Mélanie Dorion, s’en est bien sortie. C’est une femme qui s’exprime bien et qui connaît les dossiers. Oui, elle est la seule femme à se présenter aux côtés de huit candidats masculins et oui elle pourrait être la première mairesse de Sept-Îles. Cependant, des phrases entendues durant le débat comme : « je suis un mélange de tout vous autres [les autres candidats] (…) je suis la meilleure formule. » Suivie de : « J’ai de l’engouement, j’aime l’environnement, j’aime l’économie, j’aime tout, j’ai des études dans tout. » Et de : « J’ai fait tous les colloques, toutes les assemblées, j’ai été dans toutes les visites des ministères. » 

Ça me laisse une drôle d’impression. Pour citer Joey Thibault, j’oserais demander « mais même si vous avez été dans tout, c’est quoi que vous avez fait comme conseillère municipale ? » 

Denis Miousse a été bien. Sauf que lorsqu’on a 17 ans d’expérience derrière la cravate au sein du conseil municipal, il ne faut pas juste être bien. Il faut être excellent. 

Je lève mon chapeau à Mario Dufour, qui a le courage de se présenter. Avec toutes les critiques qu’il se permet au micro des citoyens lors des séances publiques du conseil de ville, il fallait qu’il y aille et il le fait. Toutefois, à la lumière du débat, il n’a pas l’étoffe d’un maire, du moins pas encore. 

C’est un peu le même esprit qui m’habite pour Éric Beaudry. Un citoyen insatisfait qui a décidé de prendre de son temps personnel pour aller porter ses idées et alimenter les débats, plutôt que de seulement critiquer.

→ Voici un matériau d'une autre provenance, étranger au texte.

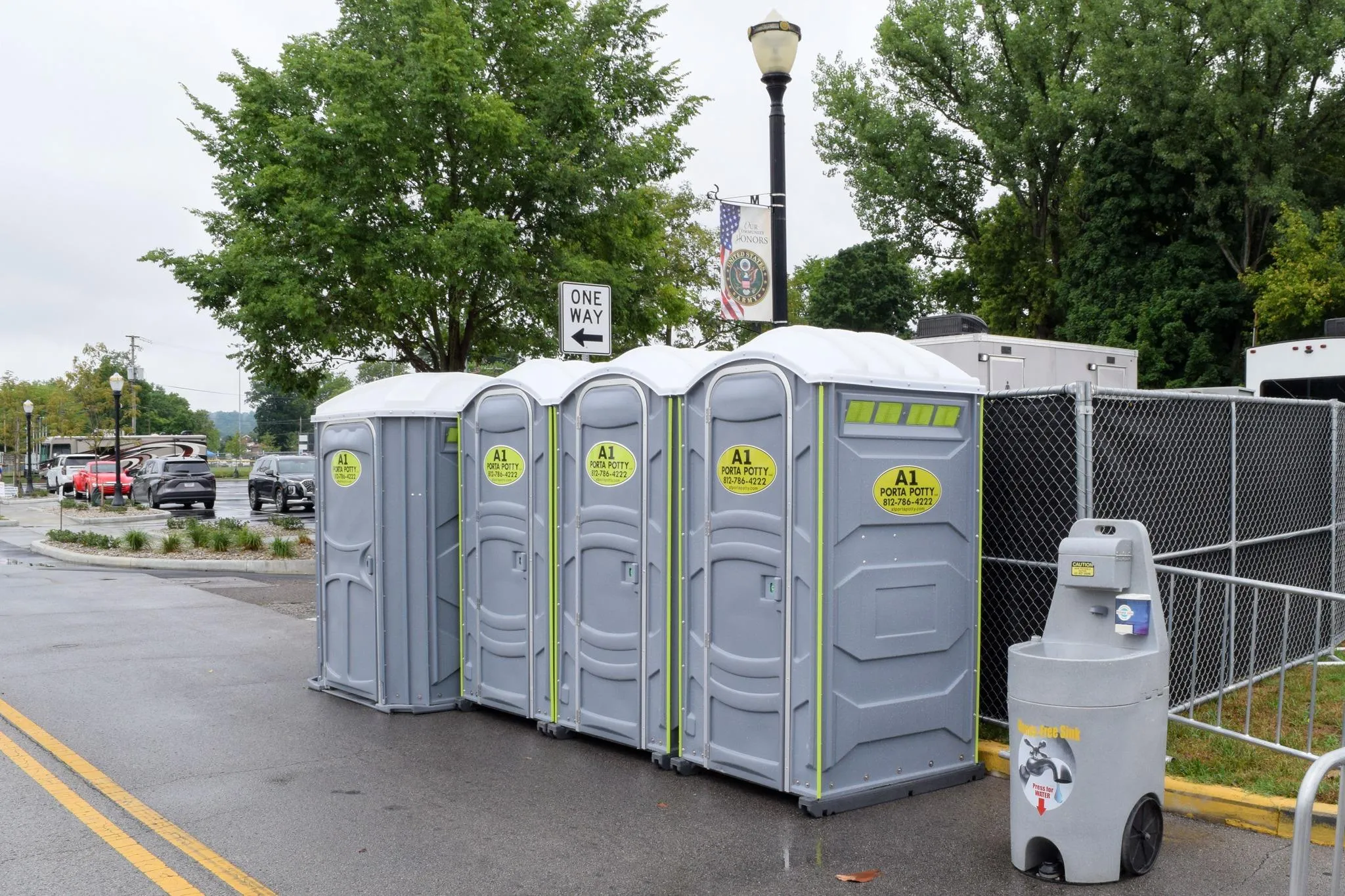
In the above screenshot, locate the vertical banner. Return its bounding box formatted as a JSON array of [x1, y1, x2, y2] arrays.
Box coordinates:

C’est tout à son honneur. Cependant, il faudra beaucoup plus que des lectures monotones de textes préparés pour convaincre des électeurs. 

Quant à Martial Lévesque, il a eu un bon début de soirée, notamment un bon échange avec Denis Miousse sur le financement de Développement économique Sept-Îles. C’était intéressant d’entendre deux candidats de « la vieille garde » s’obstiner un peu. Or, sa réponse à la question sur la place des communautés autochtones était pour moi complètement inadéquate.

« Je crois qu’il faut continuer de travailler ensemble et encore davantage, d’autant plus que le gouvernement fédéral est à genou devant eux [les Innus] pour leur donner de l’argent, donc on est aussi bien de s’associer avec eux autres (…) pour en profiter nous autres aussi. » 

Et pour devenir maire, il fallait bien répondre à cette question.  

Et finalement, l’étoile du match est remise à Nunziato Garreffa. Ce sympathique personnage qui a su faire rire le public à plusieurs reprises, en plus d’apporter quelques bonnes idées sur la table. Mais non, on ne fera pas un deuxième étage sur l’aréna pour jouer au squash.

Débat des candidats à la mairie de Sept-Îles 2023.